The indispensable Jennifer Roback Morse argues that privatizing marriage is impossible . I’m persuaded that she’s right with respect to the position she chooses to debate, but I wonder how she’d argue against (?) a different position, one that required everyone who chose to affiliate with another to enter into a state-defined civil union (which could not be called marriage) and left the definition and solemnization of marriage to churches. This is not the privatization of marriage as she defines it, but it does deprive the advocates of same-sex unions of the ability to use political or judicial power to claim the cultural high ground. It protects those who understand marriage as Roback does from having to concede in the face of those assertions of political or judicial power.
I’m aware of at least some of the arguments against this position. Above all, it could be said to represent a retreat in the high-stakes public argument of the meaning of marriage. If you think that that argument can still be won (which requires more than simply being convinced of the quality of the arguments on the side of “traditional” marriage), then you’d be foolish to retreat in this way.

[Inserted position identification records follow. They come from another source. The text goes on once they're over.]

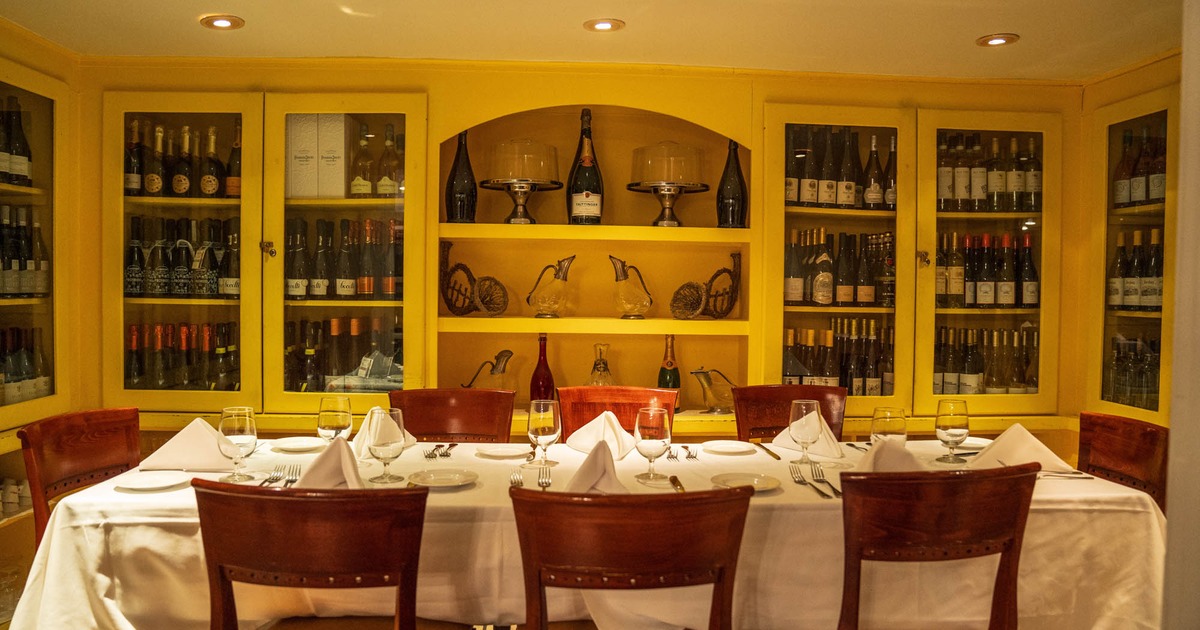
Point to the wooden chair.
(586, 541)
(929, 516)
(1128, 451)
(456, 414)
(311, 551)
(580, 405)
(72, 450)
(763, 411)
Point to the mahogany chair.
(580, 405)
(930, 516)
(763, 411)
(456, 414)
(311, 550)
(1127, 451)
(72, 450)
(583, 541)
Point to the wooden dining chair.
(456, 414)
(592, 541)
(77, 449)
(1127, 451)
(763, 411)
(930, 516)
(580, 405)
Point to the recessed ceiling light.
(222, 22)
(997, 39)
(604, 24)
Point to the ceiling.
(1061, 40)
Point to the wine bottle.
(732, 198)
(585, 185)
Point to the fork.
(799, 479)
(819, 477)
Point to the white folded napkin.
(334, 468)
(1015, 447)
(826, 445)
(888, 456)
(195, 448)
(598, 473)
(375, 430)
(603, 429)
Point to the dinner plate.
(760, 483)
(154, 480)
(443, 478)
(727, 447)
(299, 444)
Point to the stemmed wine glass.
(545, 427)
(952, 427)
(334, 417)
(240, 437)
(652, 431)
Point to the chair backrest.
(942, 515)
(72, 450)
(595, 541)
(580, 405)
(1128, 451)
(456, 414)
(298, 538)
(763, 411)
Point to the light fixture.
(997, 39)
(222, 22)
(604, 24)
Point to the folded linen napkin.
(826, 445)
(1015, 447)
(334, 468)
(378, 427)
(603, 429)
(195, 448)
(888, 456)
(598, 474)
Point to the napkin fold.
(1015, 447)
(376, 429)
(334, 468)
(195, 448)
(597, 474)
(826, 444)
(603, 429)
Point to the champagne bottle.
(585, 185)
(461, 186)
(732, 198)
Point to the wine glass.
(952, 427)
(545, 427)
(652, 431)
(334, 417)
(804, 426)
(241, 437)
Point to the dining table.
(126, 552)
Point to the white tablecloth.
(1092, 559)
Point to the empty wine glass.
(334, 417)
(952, 427)
(545, 427)
(240, 438)
(804, 426)
(652, 431)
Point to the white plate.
(443, 478)
(153, 480)
(760, 483)
(727, 447)
(299, 444)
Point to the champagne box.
(303, 156)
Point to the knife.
(766, 449)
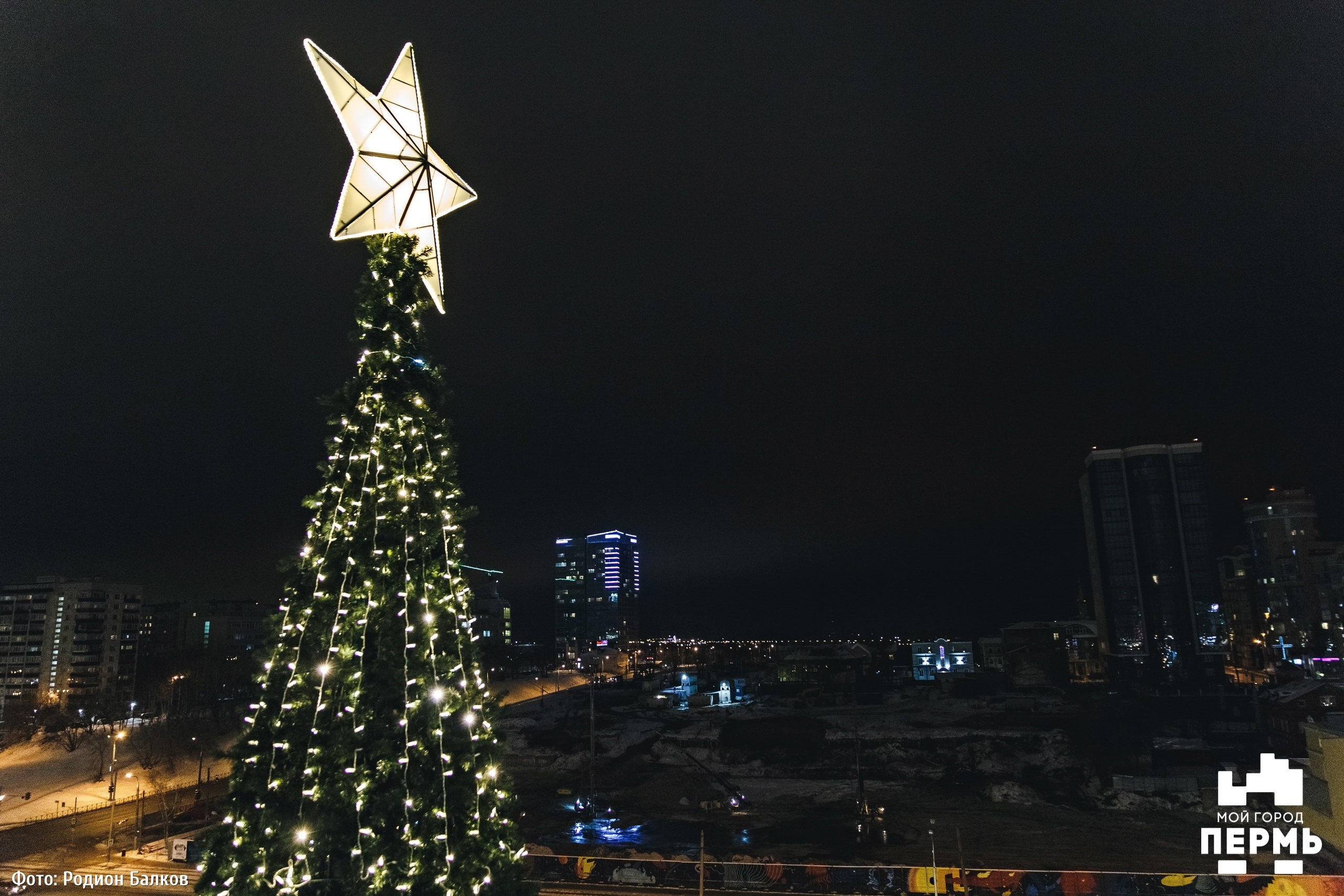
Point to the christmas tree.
(369, 765)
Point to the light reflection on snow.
(605, 830)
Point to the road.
(522, 690)
(82, 840)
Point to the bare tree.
(150, 743)
(100, 746)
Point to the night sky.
(824, 301)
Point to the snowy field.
(54, 777)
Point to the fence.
(896, 879)
(207, 790)
(1153, 785)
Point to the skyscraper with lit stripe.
(597, 592)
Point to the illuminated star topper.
(397, 183)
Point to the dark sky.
(826, 301)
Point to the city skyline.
(885, 388)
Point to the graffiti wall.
(887, 879)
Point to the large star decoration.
(397, 183)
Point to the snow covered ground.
(57, 778)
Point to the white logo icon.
(1275, 778)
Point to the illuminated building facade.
(1296, 578)
(930, 659)
(69, 641)
(597, 592)
(1155, 583)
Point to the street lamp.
(112, 789)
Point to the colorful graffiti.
(904, 880)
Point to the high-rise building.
(221, 628)
(1155, 583)
(69, 641)
(495, 624)
(1247, 624)
(597, 592)
(1296, 578)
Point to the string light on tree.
(347, 778)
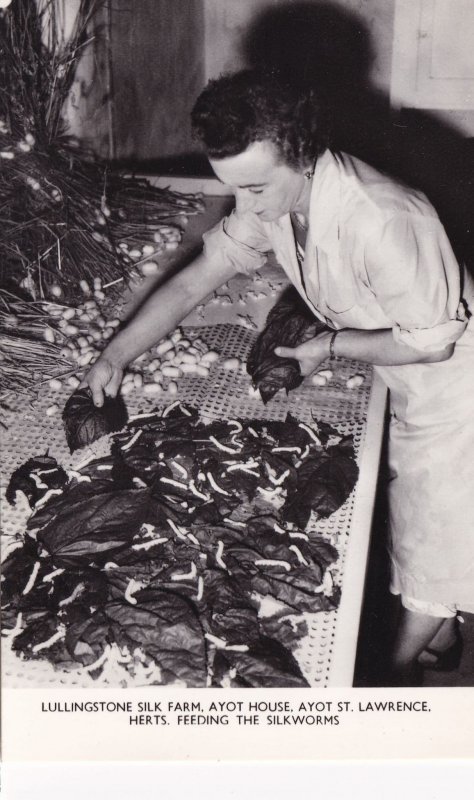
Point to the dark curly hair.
(236, 110)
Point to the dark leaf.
(165, 626)
(323, 486)
(267, 663)
(84, 422)
(36, 477)
(289, 323)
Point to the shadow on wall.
(330, 48)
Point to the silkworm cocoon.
(149, 268)
(96, 334)
(48, 335)
(151, 389)
(355, 381)
(231, 363)
(188, 358)
(209, 357)
(188, 368)
(326, 373)
(319, 380)
(164, 346)
(171, 372)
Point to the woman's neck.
(302, 205)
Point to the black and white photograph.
(237, 361)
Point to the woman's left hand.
(310, 354)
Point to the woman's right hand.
(104, 377)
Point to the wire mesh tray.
(223, 394)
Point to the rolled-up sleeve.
(241, 242)
(412, 270)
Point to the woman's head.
(237, 110)
(261, 138)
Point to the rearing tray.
(327, 653)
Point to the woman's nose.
(244, 201)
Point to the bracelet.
(332, 354)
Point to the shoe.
(446, 660)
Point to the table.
(229, 320)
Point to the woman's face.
(263, 183)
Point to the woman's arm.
(376, 347)
(158, 316)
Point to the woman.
(371, 258)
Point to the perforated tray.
(223, 394)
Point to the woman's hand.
(310, 354)
(104, 377)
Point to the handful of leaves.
(84, 422)
(289, 323)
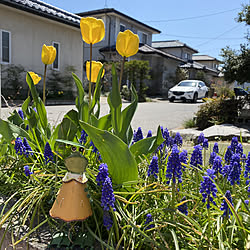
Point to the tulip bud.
(92, 29)
(96, 66)
(48, 55)
(127, 43)
(36, 78)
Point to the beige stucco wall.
(29, 32)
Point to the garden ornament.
(72, 202)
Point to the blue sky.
(206, 26)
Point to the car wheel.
(195, 98)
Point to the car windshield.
(187, 84)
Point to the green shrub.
(217, 111)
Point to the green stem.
(44, 83)
(197, 182)
(173, 195)
(90, 70)
(121, 73)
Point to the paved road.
(148, 115)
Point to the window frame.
(121, 24)
(1, 47)
(57, 55)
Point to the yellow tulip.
(92, 29)
(127, 43)
(48, 55)
(36, 78)
(96, 66)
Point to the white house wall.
(28, 34)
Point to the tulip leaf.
(10, 131)
(115, 103)
(102, 123)
(72, 115)
(41, 111)
(67, 130)
(115, 153)
(80, 97)
(127, 115)
(32, 117)
(15, 118)
(26, 104)
(147, 146)
(97, 93)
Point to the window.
(5, 46)
(56, 63)
(122, 27)
(144, 38)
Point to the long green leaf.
(97, 93)
(121, 163)
(127, 116)
(80, 91)
(41, 111)
(147, 146)
(8, 130)
(115, 103)
(103, 123)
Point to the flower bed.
(139, 192)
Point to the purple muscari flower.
(239, 149)
(102, 174)
(247, 167)
(196, 157)
(217, 165)
(107, 220)
(205, 143)
(208, 188)
(28, 149)
(149, 134)
(153, 168)
(234, 143)
(183, 159)
(19, 147)
(149, 219)
(137, 135)
(170, 142)
(201, 138)
(212, 157)
(235, 170)
(108, 198)
(225, 171)
(27, 171)
(174, 165)
(83, 137)
(165, 134)
(228, 155)
(224, 205)
(20, 112)
(48, 154)
(183, 208)
(178, 139)
(216, 148)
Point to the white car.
(188, 90)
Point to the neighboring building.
(209, 61)
(162, 63)
(176, 48)
(115, 22)
(26, 25)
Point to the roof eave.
(114, 11)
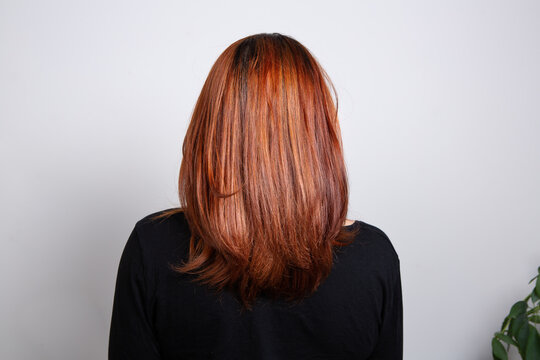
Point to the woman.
(259, 261)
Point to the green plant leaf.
(516, 324)
(505, 322)
(507, 339)
(533, 344)
(523, 336)
(498, 350)
(518, 308)
(534, 297)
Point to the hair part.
(263, 183)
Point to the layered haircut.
(263, 183)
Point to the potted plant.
(519, 328)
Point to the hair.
(263, 183)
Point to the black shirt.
(356, 313)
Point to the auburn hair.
(263, 183)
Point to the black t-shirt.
(356, 313)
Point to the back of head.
(263, 183)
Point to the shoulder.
(372, 248)
(160, 220)
(161, 231)
(372, 234)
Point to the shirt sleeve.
(390, 343)
(131, 334)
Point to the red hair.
(263, 184)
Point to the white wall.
(439, 104)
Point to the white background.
(439, 105)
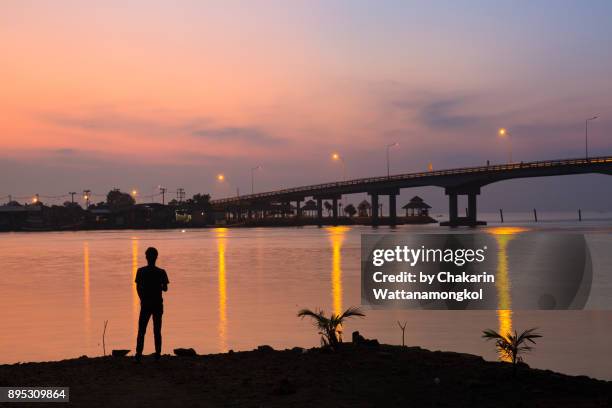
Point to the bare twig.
(403, 331)
(104, 338)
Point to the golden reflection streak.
(86, 293)
(336, 236)
(134, 292)
(221, 234)
(503, 235)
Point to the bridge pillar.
(472, 208)
(298, 210)
(392, 209)
(470, 219)
(374, 208)
(452, 208)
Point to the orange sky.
(200, 88)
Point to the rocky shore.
(354, 376)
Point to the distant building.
(417, 207)
(363, 209)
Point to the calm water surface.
(240, 288)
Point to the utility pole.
(586, 136)
(163, 192)
(86, 195)
(180, 194)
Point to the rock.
(359, 340)
(181, 352)
(285, 387)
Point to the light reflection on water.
(336, 237)
(221, 234)
(240, 288)
(86, 295)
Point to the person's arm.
(165, 282)
(139, 284)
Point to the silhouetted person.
(150, 282)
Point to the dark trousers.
(143, 321)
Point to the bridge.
(456, 182)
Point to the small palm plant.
(330, 328)
(512, 346)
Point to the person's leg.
(143, 321)
(157, 320)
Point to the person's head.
(151, 254)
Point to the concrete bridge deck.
(458, 181)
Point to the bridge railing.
(410, 176)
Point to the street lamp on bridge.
(388, 165)
(504, 134)
(253, 169)
(586, 136)
(339, 158)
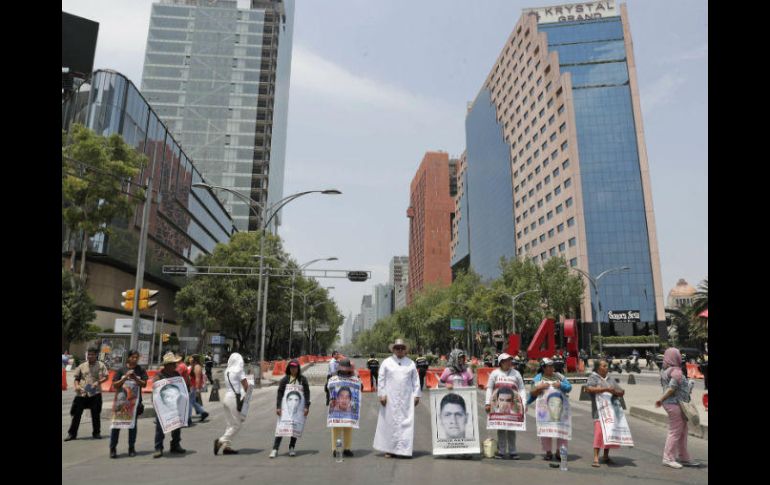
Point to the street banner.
(344, 404)
(508, 409)
(612, 420)
(291, 422)
(124, 406)
(170, 399)
(554, 419)
(247, 396)
(454, 421)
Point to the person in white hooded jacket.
(506, 373)
(237, 386)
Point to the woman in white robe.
(399, 392)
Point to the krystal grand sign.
(574, 11)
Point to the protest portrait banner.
(171, 402)
(344, 403)
(124, 406)
(507, 407)
(554, 419)
(612, 420)
(454, 421)
(291, 422)
(247, 396)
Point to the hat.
(170, 358)
(398, 341)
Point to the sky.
(376, 84)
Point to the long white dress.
(400, 383)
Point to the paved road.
(86, 460)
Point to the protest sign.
(454, 421)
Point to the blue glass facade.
(184, 222)
(490, 201)
(613, 202)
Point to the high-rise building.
(430, 211)
(383, 301)
(399, 278)
(219, 78)
(556, 159)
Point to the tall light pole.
(513, 307)
(267, 215)
(595, 285)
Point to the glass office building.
(564, 91)
(184, 222)
(219, 78)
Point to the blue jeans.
(194, 404)
(176, 436)
(115, 434)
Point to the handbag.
(690, 412)
(238, 399)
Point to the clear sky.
(376, 84)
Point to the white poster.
(170, 399)
(508, 406)
(612, 420)
(291, 422)
(247, 396)
(344, 403)
(554, 419)
(454, 421)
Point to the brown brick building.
(430, 229)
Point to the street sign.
(358, 275)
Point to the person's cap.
(170, 358)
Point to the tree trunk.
(83, 256)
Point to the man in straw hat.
(170, 362)
(399, 392)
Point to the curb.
(700, 431)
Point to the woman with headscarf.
(237, 386)
(457, 373)
(293, 377)
(677, 389)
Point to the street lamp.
(595, 285)
(513, 307)
(272, 211)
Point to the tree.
(95, 175)
(77, 311)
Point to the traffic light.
(144, 299)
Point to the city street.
(86, 460)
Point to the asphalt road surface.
(87, 461)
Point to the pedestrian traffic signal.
(144, 299)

In addition, you could argue that nothing prevents the advocates of same-sex unions from using political or judicial power to define their preferred position as marriage, once they were able to do so. According to this argument, defenders of traditional marriage may well gain nothing through this form of privatization.
Finally, to the degree that the law represents the cultural high ground, might it not follow from the form of privatization I’ve sketched that “marriage” would eventually lose its cultural heft and that civil union would do the work and bear the social imprimatur that now attaches to marriage? In other words, wouldn’t this proposal at best postpone and at worst ensure the cultural defeat of traditional marriage?
So, dear readers, what do you think?